The last Olympics in London were meant to be the catalyst to regenerate the city’s infamous East End but there were marred by accusations of social cleansing in the run-up to the event. Months before the Games kicked off, the poor London borough of Newham—where the Olympic Stadium is based—attempted to move 500 families claiming housing benefit to Stoke-on-Trent, 135 miles away.
Newham also introduced so-called “dispersal zones” in the run up to the Olympics, which allowed them to order anyone they consider to be engaging in anti-social behavior—whether it be hanging out in hoodies, begging, or soliciting—to leave the area. It could ban people from returning for up to 24 hours at a time.
Another report accused the city of cleansing the street of sex workers. There were more than 10 times the numbers of brothel raids in five Olympic boroughs—Newham, Tower Hamlets, Hackney, Greenwich, and Waltham Forest—compared with other areas of London. A total of 80 brothels were closed in these five boroughs in 2012. Extra bail conditions were given to prostitutes, which included curfews and orders to move out of particular areas.
That said, they can have a positive effect on countries that are not democracies. When the Games came to Beijing in 2008, the city was forced to introduced special “protest zones,” as has been the case at every Games since Sydney in 2000. Not bad for a country intolerant of legalized political dissident.
In Beijing’s case, though, the protest zones were seven miles from the Olympic sites and all would-be protestors needed to apply to the feared Public Security Bureau—in Chinese—with their reasons and protest slogans.
Beholden to corporate interests?
A spokesperson for the IOC tells Quartz that British reports of heavy-handedness in brand protection were not in line with their policy or intention. “Corporate sponsorship provides essential support for competing athletes and contributes to the overall success of the Games,” the spokesperson explains. “Put simply, without the support of our official commercial partners, the Games would not be able to happen.”

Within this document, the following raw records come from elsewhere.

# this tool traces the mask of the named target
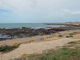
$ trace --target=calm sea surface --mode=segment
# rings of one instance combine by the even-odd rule
[[[42,23],[0,23],[0,28],[46,28],[46,27],[59,27],[60,25],[45,25]]]

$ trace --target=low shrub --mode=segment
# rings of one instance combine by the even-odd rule
[[[9,52],[17,48],[18,46],[0,46],[0,52]]]
[[[59,37],[62,37],[62,35],[59,35]]]
[[[69,35],[74,35],[74,33],[70,33]]]
[[[73,37],[72,35],[69,35],[69,37]]]
[[[67,38],[69,38],[69,36],[66,36]]]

How did it get to this? You have to go back 32 years. “The commercial watershed for the Olympics was Los Angeles in 1984,” Stephen Wagg, professor of school of sports at Leeds Beckett University, tells Quartz.

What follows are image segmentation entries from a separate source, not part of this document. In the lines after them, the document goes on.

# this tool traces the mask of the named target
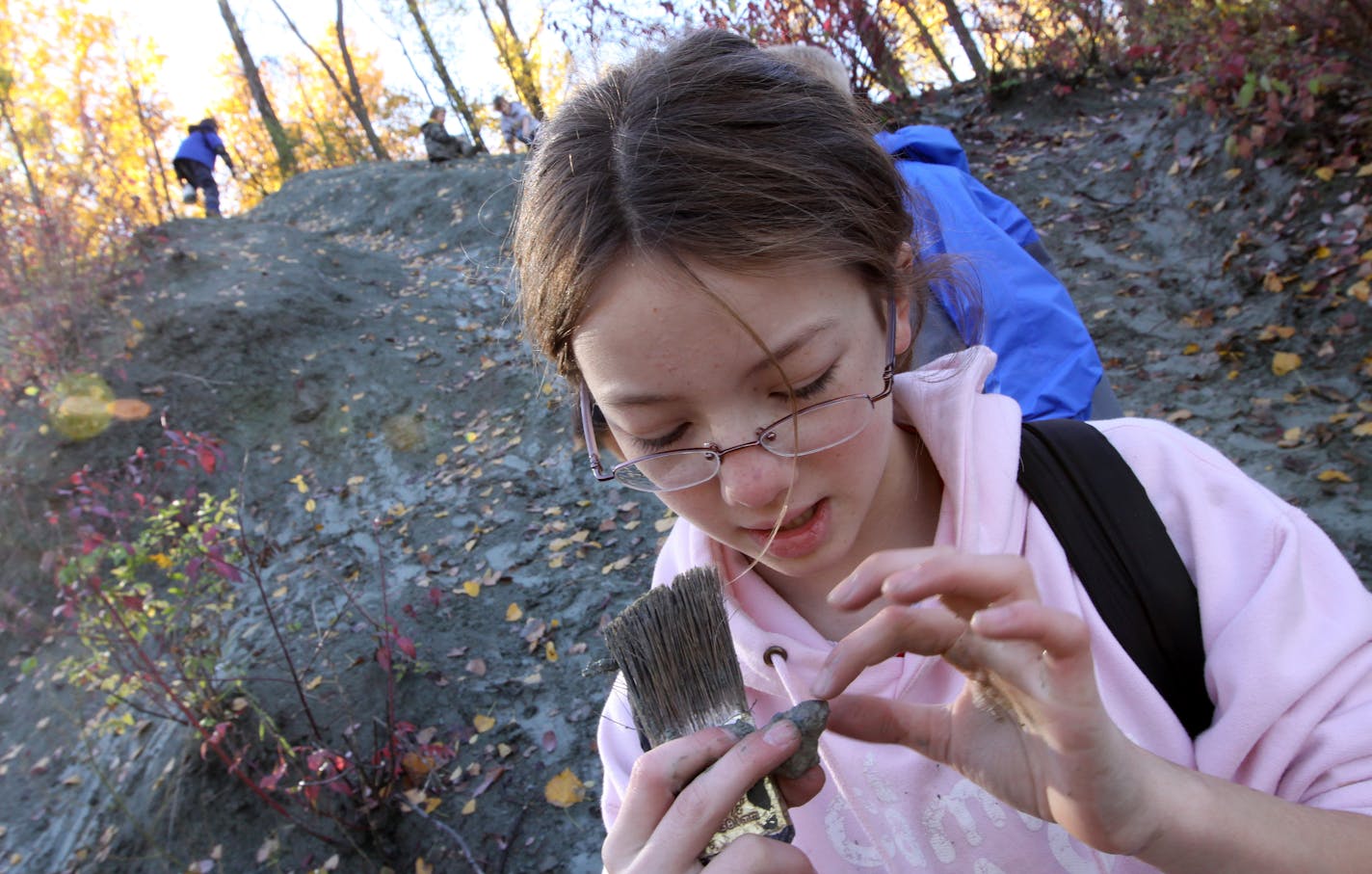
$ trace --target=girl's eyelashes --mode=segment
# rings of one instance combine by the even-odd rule
[[[815,379],[809,383],[805,383],[800,388],[796,388],[796,398],[804,401],[823,392],[834,381],[836,369],[837,365],[830,365],[827,370],[819,375],[819,379]]]
[[[816,379],[805,383],[804,386],[797,387],[794,390],[794,392],[793,392],[794,397],[796,397],[796,399],[797,401],[808,401],[809,398],[815,398],[815,397],[823,394],[833,384],[834,375],[836,375],[837,370],[838,370],[838,365],[833,364],[833,365],[829,366],[827,370],[825,370],[823,373],[820,373]],[[779,392],[775,392],[775,394],[779,398],[789,398],[790,397],[788,392],[783,392],[783,391],[779,391]],[[689,423],[683,423],[681,425],[676,425],[675,428],[672,428],[671,431],[668,431],[667,434],[664,434],[661,436],[646,438],[646,436],[638,436],[638,435],[632,435],[632,434],[626,435],[626,436],[627,436],[628,442],[631,442],[639,450],[639,454],[645,454],[646,456],[646,454],[661,453],[661,451],[667,451],[668,449],[672,449],[672,446],[675,443],[678,443],[686,435],[686,432],[689,429],[690,429]]]
[[[678,425],[672,428],[668,434],[657,438],[641,438],[630,435],[630,440],[634,442],[643,453],[660,453],[663,450],[671,449],[672,443],[679,440],[682,435],[686,434],[686,425]]]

There wasn’t much enthusiasm to host the 1984 Olympics, as a result of the political and financial disasters of its predecessors. In fact, only two cities officially bid to host the summer Games: New York and Los Angeles. In the end, the US chose Los Angeles and it became the host city by default.
Peter Ueberroth, recently the chairman of the US Olympic Committee, was the architect behind the 1984 Olympics, driving through some of the biggest changes in the Olympics’ financial history. The 1984 Games were the first not to be entirely sponsored by the government, giving room for Ueberroth to meld public money with corporate sponsors. The unprecedented corporate sponsorship and private fundraising earned Ueberroth a spot on Time’s Man of the Year list.
In fact, according to The Games: A Global History of the Olympics, the LA Games are only one of the 17 Olympic tournaments held between WWII and 2012 to make a profit (paywall). Athens spent $16 billion to host the 2004 Games—which helped contribute to its sovereign debt crisis—and this is what it looks like today. No wonder Boston wanted nothing to do with the 2024 Games.
Unsurprisingly, others were keen to follow LA’s blueprint, which went on to establish a pattern, according to Wagg, where the Olympic games could only proceed with elaborate corporate sponsorship. With the cost of staging the Olympics steadily rising since the early 1970s (pdf), the need for corporate sponsorship is higher than it’s ever been. But this growth in corporate sponsorship has been matched with the “curtailment of civil liberties,” Wagg says. “The people putting money in would want protection for their investment.”
Strangely enough, while most people would be up in arms over the militarization of public space in everyday life, many hold on to the rationale that it’s all worth it in the end to be part of hosting the best Olympics ever.
And now it’s Rio’s turn to see if it’s all worth it.